LOUISVILLE, Ky. — Melinda Townsend-Breslin has spent her career working to help the underprivileged gain housing.
Fired federal workers across the country are now in a race to find new jobs before their benefits expire. Townsend-Breslin, a Louisville resident, is one of them.
Townsend-Breslin has always been good with numbers; in fact, she once tutored math. Her job with the Department of Housing and Urban Development was a perfect fit.
She was a portfolio management specialist and tasked with making sure the numbers added up, tracking how federal funding for housing assistance was being spent at 121 agencies across the state.
“Are they really doing the work they say they are doing?" she explained. "Are they serving the public in the best way? And then financial analysis, do they have the monies in the right places? Are they helping the people that are truly in need?"
Townsend-Breslin has worked in housing for a decade, for other agencies and nonprofits. Her position with HUD ended abruptly on Feb. 14 as part of President Donald Trump's administration's push to reduce the federal workforce.
In a department already understaffed, Townsend-Breslin said maybe her number wouldn’t be called.
“I’d done very well on my mid-year review, as high as I could get, so we thought all those factors maybe would mean I wouldn’t get the email," she said. "But at 3:08, I did get the email."
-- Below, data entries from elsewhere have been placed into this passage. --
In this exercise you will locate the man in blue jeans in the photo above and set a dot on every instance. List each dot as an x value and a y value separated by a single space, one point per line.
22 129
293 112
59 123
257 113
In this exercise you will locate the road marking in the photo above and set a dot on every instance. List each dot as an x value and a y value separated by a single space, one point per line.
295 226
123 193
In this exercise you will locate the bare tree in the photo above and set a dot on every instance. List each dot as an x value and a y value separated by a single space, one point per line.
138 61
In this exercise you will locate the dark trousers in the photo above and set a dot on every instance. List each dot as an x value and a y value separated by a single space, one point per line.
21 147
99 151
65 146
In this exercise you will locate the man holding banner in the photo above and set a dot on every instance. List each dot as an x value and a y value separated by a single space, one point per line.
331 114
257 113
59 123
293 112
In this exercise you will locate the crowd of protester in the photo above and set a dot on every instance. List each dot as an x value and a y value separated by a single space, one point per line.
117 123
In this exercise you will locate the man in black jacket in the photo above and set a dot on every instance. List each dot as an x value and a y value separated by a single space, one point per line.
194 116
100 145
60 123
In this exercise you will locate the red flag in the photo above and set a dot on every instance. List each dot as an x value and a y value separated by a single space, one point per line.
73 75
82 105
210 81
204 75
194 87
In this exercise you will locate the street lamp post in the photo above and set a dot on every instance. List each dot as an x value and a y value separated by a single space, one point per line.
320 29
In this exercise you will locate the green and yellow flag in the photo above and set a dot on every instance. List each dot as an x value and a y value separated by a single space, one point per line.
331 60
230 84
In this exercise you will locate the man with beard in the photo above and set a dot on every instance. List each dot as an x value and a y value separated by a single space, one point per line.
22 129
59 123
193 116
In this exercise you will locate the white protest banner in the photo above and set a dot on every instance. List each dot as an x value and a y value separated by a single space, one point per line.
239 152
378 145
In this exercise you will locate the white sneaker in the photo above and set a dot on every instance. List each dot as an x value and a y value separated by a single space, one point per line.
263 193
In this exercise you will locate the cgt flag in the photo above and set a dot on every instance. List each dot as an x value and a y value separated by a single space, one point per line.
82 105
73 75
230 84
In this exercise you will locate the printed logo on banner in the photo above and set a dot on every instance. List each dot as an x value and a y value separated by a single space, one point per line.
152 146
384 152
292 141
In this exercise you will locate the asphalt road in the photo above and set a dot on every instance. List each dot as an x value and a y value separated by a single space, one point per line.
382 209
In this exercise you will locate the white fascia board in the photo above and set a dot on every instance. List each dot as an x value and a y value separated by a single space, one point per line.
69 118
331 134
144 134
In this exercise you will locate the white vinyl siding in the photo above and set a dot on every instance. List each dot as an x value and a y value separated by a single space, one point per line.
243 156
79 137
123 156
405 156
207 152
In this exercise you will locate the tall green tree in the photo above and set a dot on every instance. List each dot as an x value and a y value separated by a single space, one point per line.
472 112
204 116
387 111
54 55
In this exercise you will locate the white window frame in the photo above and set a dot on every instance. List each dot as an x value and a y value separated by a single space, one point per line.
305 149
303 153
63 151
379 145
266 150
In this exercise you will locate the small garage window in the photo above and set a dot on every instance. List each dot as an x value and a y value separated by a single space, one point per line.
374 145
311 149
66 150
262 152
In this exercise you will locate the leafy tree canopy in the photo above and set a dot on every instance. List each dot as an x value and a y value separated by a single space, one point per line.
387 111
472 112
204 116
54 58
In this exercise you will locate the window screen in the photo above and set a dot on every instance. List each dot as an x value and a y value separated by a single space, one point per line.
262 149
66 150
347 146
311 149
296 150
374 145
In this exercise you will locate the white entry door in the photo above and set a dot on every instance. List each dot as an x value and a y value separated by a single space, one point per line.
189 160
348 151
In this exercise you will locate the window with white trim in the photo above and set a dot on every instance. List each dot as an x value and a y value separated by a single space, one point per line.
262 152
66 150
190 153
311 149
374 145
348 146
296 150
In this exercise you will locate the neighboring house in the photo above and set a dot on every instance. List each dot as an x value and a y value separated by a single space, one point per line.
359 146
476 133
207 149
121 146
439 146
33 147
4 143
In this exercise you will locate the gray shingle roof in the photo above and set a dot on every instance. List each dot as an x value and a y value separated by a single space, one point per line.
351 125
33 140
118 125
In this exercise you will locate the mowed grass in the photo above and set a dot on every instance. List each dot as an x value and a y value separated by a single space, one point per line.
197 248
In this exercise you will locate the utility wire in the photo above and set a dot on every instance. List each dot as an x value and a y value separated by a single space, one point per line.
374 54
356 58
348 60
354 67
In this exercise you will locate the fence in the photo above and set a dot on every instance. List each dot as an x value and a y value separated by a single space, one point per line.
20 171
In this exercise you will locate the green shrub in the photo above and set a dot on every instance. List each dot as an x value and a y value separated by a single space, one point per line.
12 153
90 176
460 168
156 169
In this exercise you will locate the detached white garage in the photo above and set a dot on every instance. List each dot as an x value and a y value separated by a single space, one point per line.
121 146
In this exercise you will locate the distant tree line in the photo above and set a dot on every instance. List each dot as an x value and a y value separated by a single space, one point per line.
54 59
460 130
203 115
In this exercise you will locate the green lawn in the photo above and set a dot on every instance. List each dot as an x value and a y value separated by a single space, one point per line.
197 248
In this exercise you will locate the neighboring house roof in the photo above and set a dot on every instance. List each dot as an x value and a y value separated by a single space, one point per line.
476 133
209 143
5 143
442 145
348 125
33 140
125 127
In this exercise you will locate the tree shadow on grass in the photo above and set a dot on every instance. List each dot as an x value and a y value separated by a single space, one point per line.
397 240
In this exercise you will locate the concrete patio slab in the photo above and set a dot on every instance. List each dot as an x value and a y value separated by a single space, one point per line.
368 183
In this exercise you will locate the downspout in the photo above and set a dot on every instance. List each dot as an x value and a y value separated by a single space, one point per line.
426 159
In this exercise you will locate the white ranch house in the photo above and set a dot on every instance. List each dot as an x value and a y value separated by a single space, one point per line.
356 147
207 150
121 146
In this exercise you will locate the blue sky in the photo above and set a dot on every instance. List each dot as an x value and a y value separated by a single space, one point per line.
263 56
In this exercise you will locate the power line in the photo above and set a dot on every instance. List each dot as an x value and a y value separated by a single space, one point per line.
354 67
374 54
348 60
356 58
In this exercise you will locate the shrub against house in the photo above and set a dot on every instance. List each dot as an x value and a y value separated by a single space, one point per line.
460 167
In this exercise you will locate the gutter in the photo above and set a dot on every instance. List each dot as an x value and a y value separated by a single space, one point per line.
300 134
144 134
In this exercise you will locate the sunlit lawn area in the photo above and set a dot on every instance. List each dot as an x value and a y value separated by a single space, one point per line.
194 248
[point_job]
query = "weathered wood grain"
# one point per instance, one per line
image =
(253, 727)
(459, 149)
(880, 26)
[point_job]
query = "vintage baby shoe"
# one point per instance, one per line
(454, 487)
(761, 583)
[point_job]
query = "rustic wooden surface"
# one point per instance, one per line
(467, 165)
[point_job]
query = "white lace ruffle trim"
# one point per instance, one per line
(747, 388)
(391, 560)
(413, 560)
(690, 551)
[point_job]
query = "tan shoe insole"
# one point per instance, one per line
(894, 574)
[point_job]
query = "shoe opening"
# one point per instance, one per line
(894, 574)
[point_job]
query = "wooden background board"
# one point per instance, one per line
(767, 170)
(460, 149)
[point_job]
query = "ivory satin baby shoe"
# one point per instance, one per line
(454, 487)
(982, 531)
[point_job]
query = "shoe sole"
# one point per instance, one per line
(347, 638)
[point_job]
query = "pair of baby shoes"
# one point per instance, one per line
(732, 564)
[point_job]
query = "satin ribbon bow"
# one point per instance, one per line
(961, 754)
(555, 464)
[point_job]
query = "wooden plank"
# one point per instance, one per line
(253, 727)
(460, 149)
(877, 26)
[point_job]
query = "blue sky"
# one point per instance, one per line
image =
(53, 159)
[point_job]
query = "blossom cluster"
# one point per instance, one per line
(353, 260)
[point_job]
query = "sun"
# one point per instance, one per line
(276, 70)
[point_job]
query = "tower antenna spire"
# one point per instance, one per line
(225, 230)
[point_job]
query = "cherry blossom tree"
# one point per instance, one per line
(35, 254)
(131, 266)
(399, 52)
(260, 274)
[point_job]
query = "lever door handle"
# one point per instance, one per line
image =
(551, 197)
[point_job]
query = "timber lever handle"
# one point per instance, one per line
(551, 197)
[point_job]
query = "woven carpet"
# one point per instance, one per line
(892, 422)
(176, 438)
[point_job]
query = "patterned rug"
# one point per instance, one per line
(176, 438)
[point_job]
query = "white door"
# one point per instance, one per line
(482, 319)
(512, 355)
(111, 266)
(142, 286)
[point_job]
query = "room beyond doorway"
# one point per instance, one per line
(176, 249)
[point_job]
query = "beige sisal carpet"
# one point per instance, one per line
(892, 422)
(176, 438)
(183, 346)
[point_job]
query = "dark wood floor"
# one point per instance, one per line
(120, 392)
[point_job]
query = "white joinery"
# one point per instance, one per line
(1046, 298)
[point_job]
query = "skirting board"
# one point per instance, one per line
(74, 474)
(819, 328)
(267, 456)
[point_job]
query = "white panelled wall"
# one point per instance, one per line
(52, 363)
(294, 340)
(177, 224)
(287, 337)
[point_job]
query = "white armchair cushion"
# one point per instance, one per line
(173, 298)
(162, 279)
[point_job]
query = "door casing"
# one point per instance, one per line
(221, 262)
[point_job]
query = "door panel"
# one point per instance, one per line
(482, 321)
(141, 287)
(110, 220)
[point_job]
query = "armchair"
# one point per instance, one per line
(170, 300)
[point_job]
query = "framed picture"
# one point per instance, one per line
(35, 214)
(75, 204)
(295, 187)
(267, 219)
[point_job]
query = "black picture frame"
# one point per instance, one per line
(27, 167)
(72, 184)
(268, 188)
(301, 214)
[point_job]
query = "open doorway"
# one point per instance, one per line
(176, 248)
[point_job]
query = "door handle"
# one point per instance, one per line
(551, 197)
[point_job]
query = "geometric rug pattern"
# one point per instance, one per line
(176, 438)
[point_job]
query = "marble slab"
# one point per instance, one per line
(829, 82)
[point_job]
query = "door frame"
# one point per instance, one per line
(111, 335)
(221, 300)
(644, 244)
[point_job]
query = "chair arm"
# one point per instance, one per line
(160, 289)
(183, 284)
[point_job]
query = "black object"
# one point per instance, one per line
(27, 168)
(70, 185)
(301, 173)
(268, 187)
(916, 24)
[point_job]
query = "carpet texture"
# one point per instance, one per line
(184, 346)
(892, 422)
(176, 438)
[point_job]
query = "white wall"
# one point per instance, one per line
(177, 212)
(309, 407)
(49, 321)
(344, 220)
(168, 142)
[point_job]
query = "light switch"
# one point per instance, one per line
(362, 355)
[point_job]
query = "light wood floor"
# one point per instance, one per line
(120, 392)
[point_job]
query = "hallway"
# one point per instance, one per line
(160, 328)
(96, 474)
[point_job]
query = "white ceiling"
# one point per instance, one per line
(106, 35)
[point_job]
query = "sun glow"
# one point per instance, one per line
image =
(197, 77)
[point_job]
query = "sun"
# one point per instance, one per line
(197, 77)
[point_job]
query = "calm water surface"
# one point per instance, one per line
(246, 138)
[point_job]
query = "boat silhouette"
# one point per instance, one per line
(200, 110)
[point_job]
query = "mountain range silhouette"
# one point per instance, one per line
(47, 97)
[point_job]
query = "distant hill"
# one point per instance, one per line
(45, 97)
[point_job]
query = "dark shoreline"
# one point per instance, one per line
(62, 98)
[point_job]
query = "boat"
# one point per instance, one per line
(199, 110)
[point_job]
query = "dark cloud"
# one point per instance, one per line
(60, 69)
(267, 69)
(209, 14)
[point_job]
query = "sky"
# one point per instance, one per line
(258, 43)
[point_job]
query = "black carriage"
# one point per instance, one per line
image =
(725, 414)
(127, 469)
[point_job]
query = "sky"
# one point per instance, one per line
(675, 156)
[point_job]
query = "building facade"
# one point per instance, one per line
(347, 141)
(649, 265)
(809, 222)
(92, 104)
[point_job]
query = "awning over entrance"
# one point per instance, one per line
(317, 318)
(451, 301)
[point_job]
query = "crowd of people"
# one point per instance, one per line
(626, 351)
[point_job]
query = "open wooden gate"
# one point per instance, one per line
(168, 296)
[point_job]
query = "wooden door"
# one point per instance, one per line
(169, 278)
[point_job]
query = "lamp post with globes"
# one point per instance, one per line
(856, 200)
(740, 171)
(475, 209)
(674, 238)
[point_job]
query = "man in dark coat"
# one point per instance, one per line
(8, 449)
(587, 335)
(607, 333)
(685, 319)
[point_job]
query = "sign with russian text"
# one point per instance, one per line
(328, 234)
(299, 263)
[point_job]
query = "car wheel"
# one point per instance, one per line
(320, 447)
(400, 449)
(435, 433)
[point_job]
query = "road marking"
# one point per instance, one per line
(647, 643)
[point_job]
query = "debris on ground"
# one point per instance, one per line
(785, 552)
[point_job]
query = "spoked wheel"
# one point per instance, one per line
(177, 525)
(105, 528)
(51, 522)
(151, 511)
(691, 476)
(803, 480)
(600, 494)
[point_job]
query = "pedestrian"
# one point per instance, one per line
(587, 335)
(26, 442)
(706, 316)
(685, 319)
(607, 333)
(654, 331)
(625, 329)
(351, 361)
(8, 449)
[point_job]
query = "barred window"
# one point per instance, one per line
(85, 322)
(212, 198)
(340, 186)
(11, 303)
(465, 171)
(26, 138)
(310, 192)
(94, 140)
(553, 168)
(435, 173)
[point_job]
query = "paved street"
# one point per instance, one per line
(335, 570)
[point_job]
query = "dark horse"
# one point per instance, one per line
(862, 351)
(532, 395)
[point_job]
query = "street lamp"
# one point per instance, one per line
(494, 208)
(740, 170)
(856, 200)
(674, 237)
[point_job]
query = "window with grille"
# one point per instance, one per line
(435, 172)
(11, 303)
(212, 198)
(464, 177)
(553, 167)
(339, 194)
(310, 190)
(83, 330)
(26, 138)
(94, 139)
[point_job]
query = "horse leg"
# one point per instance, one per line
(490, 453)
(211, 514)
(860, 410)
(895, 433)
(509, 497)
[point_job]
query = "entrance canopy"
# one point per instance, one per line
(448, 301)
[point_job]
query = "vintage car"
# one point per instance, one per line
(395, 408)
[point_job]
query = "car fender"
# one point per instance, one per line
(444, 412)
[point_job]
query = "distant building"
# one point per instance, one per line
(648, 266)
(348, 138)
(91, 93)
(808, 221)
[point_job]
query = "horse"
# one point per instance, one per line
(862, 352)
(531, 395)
After only eight months in a position she had worked years to achieve, she was out. Like the thousands of other recently fired federal employees now scrambling to find a new job, she said another storyline has emerged: a numbers game.
Townsend-Breslin said the result of mass firings means the job market is flooded with highly skilled candidates. It’s been 11 days since her job was eliminated, and she said she has applied to 21 positions on job-seeking websites such as Indeed.
The day is quickly approaching when Townsend-Breslin's health insurance expires, she said. Nonetheless, she's thinking of how those receiving HUD assistance may be at risk during this federal shakeup.
“My calling is to serve people, so I'm focused on those that have missions that are going to serve vulnerable populations in and around the state and in the city," Townsend-Breslin said. "I’ve cast my net very wide so I can do that. That’s my ultimate goal.”